On the far west end of Okanagan Lake, docked and out of water travel commission for several decades now, you encounter a slice of the beloved past in the form of a paddlewheel boat by the name of the SS Sicamous. Once one of the largest ships to ply the waters between Penticton and all other towns and communities along the lake's hefty border, the Sicamous was a vital part of life in the Okanagan during the early days of the twentieth century.
As time wore on however, railway lines, modern roads, and later the construction of local airports all conspired to help put paddlewheel boats (be they for the transportation of passengers, mail, or goods) out of service in this part of British Columbia. While the Sicamous' fate was questionable for a while after she was put on grounded, thankfully a group of local citizens saw to it that she was permanently docked on shore to be enjoyed by locals and tourists alike as a museum and event hall.
Instead of floating passengers up and down the mighty Okanagan, for many years now the Sicamous has served as a local landmark and can be visited throughout much of the year for a small fee (or rented for events). As with most pieces with age to their name (especially those made largely from wood), the SS Sicamous needs an ongoing dose of repairs and maintenance to ensure she remains safe and presentable for all those who come to spend time on her sturdy decks.
For as long as Penticton has been in my life (so pretty much from the get-go), I've always had a soft spot in my heart for the Sicamous, and often daydreamed as a child playing mere feet away in the warm waters of Okanagan Lake, what it must have been like to travel on her during her heyday.

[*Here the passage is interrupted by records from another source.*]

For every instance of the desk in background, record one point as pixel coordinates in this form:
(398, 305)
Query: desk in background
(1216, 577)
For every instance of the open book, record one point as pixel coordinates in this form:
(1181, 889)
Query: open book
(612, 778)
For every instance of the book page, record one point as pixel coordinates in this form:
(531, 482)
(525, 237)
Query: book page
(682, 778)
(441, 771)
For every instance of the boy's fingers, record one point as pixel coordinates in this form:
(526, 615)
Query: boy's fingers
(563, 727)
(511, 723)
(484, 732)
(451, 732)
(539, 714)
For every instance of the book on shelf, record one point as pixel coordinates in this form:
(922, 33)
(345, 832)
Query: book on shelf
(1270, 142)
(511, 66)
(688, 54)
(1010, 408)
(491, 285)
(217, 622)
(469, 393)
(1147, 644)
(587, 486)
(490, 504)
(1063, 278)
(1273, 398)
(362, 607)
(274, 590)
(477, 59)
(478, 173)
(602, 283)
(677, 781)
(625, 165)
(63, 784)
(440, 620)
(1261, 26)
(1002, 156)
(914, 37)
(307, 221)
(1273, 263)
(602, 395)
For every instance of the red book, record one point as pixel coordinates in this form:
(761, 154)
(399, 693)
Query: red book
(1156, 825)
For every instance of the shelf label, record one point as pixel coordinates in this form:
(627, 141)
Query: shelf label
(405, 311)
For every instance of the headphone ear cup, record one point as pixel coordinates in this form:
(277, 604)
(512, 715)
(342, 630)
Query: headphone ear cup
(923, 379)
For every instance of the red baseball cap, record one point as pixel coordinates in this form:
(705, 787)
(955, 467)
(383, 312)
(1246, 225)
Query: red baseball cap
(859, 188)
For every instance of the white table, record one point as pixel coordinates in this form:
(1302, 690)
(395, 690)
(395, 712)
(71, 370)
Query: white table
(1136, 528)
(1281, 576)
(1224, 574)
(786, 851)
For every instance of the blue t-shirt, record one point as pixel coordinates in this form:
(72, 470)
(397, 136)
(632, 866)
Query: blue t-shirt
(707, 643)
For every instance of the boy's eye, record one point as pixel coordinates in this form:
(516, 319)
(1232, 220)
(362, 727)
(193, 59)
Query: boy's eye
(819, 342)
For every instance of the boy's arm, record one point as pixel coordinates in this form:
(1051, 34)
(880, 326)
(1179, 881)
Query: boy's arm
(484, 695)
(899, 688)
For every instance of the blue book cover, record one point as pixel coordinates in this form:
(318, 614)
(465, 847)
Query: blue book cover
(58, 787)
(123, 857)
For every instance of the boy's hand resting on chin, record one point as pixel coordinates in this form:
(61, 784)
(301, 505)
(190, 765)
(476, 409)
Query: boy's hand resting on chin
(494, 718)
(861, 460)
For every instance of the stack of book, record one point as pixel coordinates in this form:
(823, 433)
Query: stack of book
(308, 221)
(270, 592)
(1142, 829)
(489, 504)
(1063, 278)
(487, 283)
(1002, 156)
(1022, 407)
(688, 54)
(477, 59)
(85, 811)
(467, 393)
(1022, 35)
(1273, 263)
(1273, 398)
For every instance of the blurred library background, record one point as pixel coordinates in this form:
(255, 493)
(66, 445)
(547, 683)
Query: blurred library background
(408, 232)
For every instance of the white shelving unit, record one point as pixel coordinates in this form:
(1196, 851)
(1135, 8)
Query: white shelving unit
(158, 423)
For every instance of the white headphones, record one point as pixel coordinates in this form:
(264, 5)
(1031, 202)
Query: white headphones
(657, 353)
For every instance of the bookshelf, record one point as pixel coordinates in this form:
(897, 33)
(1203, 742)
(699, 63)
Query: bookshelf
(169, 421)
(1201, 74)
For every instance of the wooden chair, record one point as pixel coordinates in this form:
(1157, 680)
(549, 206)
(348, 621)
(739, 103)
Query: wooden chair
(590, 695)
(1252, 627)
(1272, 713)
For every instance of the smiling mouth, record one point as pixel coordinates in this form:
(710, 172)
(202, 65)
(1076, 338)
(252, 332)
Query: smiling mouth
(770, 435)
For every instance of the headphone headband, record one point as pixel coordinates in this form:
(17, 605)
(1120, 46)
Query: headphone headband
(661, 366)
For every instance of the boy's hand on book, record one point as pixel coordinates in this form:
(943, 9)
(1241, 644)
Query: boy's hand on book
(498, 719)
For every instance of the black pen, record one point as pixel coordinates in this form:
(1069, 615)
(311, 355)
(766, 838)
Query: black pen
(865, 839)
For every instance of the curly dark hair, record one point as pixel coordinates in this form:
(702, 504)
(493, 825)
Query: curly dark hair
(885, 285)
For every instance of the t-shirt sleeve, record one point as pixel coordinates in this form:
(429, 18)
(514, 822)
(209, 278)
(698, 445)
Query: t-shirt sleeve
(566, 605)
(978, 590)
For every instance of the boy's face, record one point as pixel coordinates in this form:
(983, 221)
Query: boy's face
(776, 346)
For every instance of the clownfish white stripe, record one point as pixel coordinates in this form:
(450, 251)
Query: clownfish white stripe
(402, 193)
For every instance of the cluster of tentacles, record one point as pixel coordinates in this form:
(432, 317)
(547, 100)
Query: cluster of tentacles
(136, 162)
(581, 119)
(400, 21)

It was with no small amount of elation then that I learned earlier in the year that my parent's renovation company, Ricklyn Renos would be doing work this summer on the Sicamous. The reno repairs/improvements they've been making are terrific, and will go a long way in helping to ensure that the Sicamous continues to sit majestically on the shores of Okanagan Lake for many years to come.
While I'd certainly stepped foot on the Sicamous before throughout my life for various events and simply to visit, before this year I'd never had a family connection to one of the area's most impressive and important pieces of history.
With that thought in mind, one gloriously sunny summer day not too long ago, as the afternoon hours slowly burned into early evening, Tony and I hopped in the car and shot some photos near the once powerful paddlewheel of the Sicamous, as well as the surrounding area, including the charming little vintage tugboats that are located beside the great ship they once helped traverse the waters of Okanagan Lake.
These images bring a smile to my face and heart alike, for they capture not only the spirit of summer's golden beauty, but also some of the grandeur and elegance of of the SS Sicamous and a time when water travel was vital to the area's economy, growth, and daily life. Which I'm now honoured to say, my own parents have had a small role in helping to preserve for generations of locals and visitors alike to discover, enjoy and daydream about - just as I long have - too.